Passado mais de meio ano do ano que parece não ter fim, muita coisa se esclareceu, muita coisa se disse, muito se tentou encontrar respostas e saídas. Artistas buscaram nos meios eletrônicos formas de se comunicar com seu público; professores, em todos os níveis, tiveram que se adequar aos meios remotos para passar suas mensagens. Mas nem toda criatividade superou a angústia das distâncias, os temores dos fracassos e as certezas de que algo muito importante se perdia.

Alguns autores passaram a se debruçar sobre os cenários possíveis após a passagem destes fatos; alguns esperançosos, até delirantes, como o utópico filósofo esloveno Slavoj Žižek com seu Pandemia – Covid-19 e a reinvenção do comunismo (Boitempo), ou até em múltiplas vozes, como o livro organizado pelo advogado José Roberto de Castro Neves, O mundo pós-pandemia. Reflexões sobre uma nova vida (Nova Fronteira).

Pode-se ainda destacar aqui dois articulistas, uma médica e um cineasta. A primeira, Margareth Pretti Dalcolmo, em Humanismo médico – humanismo na medicina, cita o polímata Avicena (980-1037): “A imaginação é a metade da doença. A tranquilidade é a metade do remédio. E a paciência é o primeiro passo para a cura” (pág. 29). Mas é em A realidade é mais estranha que a ficção que o cineasta Bruno Barreto, que já dirigiu uma distopia baseada na obra de José Saramago, Ensaio sobre a cegueira, define com precisão o quadro desta crônica: “Indecifrável é o nosso futuro. Inverossímil, o nosso presente” (pág. 144).

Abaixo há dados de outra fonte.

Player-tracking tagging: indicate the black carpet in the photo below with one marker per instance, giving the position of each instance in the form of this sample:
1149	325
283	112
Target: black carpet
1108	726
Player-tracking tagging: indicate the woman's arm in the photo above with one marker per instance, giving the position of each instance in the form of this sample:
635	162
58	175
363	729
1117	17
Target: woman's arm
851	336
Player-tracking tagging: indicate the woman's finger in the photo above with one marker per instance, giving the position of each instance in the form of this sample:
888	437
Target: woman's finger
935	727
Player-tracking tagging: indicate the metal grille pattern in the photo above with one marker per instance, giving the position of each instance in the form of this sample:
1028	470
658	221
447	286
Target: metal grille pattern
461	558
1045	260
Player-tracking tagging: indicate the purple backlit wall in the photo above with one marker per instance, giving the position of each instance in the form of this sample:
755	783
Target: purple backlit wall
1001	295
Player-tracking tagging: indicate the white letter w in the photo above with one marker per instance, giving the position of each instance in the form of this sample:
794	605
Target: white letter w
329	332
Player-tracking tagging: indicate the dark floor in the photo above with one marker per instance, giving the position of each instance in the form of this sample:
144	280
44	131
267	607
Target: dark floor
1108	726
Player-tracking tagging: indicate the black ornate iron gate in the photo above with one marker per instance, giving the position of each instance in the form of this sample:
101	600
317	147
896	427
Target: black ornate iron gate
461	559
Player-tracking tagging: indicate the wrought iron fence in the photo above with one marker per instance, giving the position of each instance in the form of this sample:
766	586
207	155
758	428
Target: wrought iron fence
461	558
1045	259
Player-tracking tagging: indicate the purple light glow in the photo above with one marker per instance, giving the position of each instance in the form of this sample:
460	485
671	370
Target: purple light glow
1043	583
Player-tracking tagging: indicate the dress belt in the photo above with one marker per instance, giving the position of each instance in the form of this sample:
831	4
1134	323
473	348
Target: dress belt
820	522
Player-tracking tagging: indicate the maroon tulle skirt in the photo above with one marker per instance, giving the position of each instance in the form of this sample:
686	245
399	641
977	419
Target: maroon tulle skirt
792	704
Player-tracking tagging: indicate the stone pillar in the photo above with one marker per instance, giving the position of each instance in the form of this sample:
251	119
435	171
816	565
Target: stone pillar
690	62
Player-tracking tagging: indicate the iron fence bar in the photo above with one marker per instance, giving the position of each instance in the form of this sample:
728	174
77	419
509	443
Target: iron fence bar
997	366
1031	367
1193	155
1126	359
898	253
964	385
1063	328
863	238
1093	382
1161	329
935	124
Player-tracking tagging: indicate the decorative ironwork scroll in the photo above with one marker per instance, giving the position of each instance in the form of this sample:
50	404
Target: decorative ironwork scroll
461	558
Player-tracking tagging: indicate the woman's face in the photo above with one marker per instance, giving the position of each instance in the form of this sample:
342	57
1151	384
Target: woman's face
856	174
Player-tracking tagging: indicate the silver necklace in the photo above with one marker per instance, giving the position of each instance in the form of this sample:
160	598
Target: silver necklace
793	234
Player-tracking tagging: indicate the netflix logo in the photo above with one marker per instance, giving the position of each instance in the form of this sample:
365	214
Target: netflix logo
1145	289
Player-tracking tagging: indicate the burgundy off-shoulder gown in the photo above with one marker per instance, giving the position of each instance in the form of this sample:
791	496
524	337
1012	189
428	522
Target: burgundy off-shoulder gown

Presente este que já tem uma palavra que pode definir o ano: “Covid-19”, mas que também já tem o seu clichê mais repetido: o “novo normal”, na perspectiva que tudo se acabe um dia, se é que vai acabar, como já foi apontado pela revista britânica The Economist no final de junho: “A covid veio para ficar e temos que nos adaptar”.

Portanto, o quadro ainda continua indefinido, a situação caótica, o medo imperando. O futuro se demonstra sombrio, mas a cultura pode, e deve, oferecer respostas. Entendendo a cultura aqui como a expressão sensível, por meio das artes, aos impasses da humanidade, pois é claro que respostas sempre foram encontradas em quadros até mais sombrios do que o atual. Não será diferente agora, apesar de todos os percalços que já existiam no plano oficial para o desmantelamento do antigo Ministério da Cultura, mas também do Ministério da Educação. Que período insano!

E neste sentido, como será o “novo normal” do qual se fala tanto? Bem, se for “normal” não será “novo”; mas se for “novo”, com certeza não será “normal”. Até porque, como lembrou o cineasta Jean-Luc Godard, “cultura é regra, arte é exceção”.

E cultura, no sentido que Freud a entendeu, é o conjunto de regras criadas para proteger a humanidade da natureza – incluindo dos próprios humanos entre si –, mas que causa um mal-estar que se enfrenta de duas formas: grosseiras ou sublimes.

Em suma, quem (sobre) viver, verá. Seja em um mundo digital (5G), eletronicamente conectado, seja na retomada dos drive-ins para se assistir um filme em tela grande; ou mesmo nos museus agendados e teatros vazios (mas cheios de emoções e novas ideias); a cultura sobreviverá, renascerá, surpreenderá.

Como sempre foi, ainda é, sempre será. Desde que o Homo Sapiens passou a contar histórias em torno das fogueiras para atiçar a imaginação de todos para uma vida além da mesmice do dia-a-dia, confinados ou não. Histórias foram escritas. Publicadas. E não há nada como abrir-se um livro impresso em papel e viajar através do tempo, dos mistérios e dos espaços para descobrir mundos diversos e alegrias sem fim.

Em suma, só para lembrar o que todos sabem: a pandemia vai passar. Sabe-se lá quando ou como. Como no rio de Heráclito, não seremos os mesmos, nem o rio, mas histórias para contar não irão faltar, dando origem a um Decameron ou a um Rei Lear, mas “normal” nada será. Que sejamos melhores, então!

*Martin Feijó é historiador, doutor em comunicação pela USP e professor de comunicação comparada na Fundação Armando Alvares Penteado (FAAP).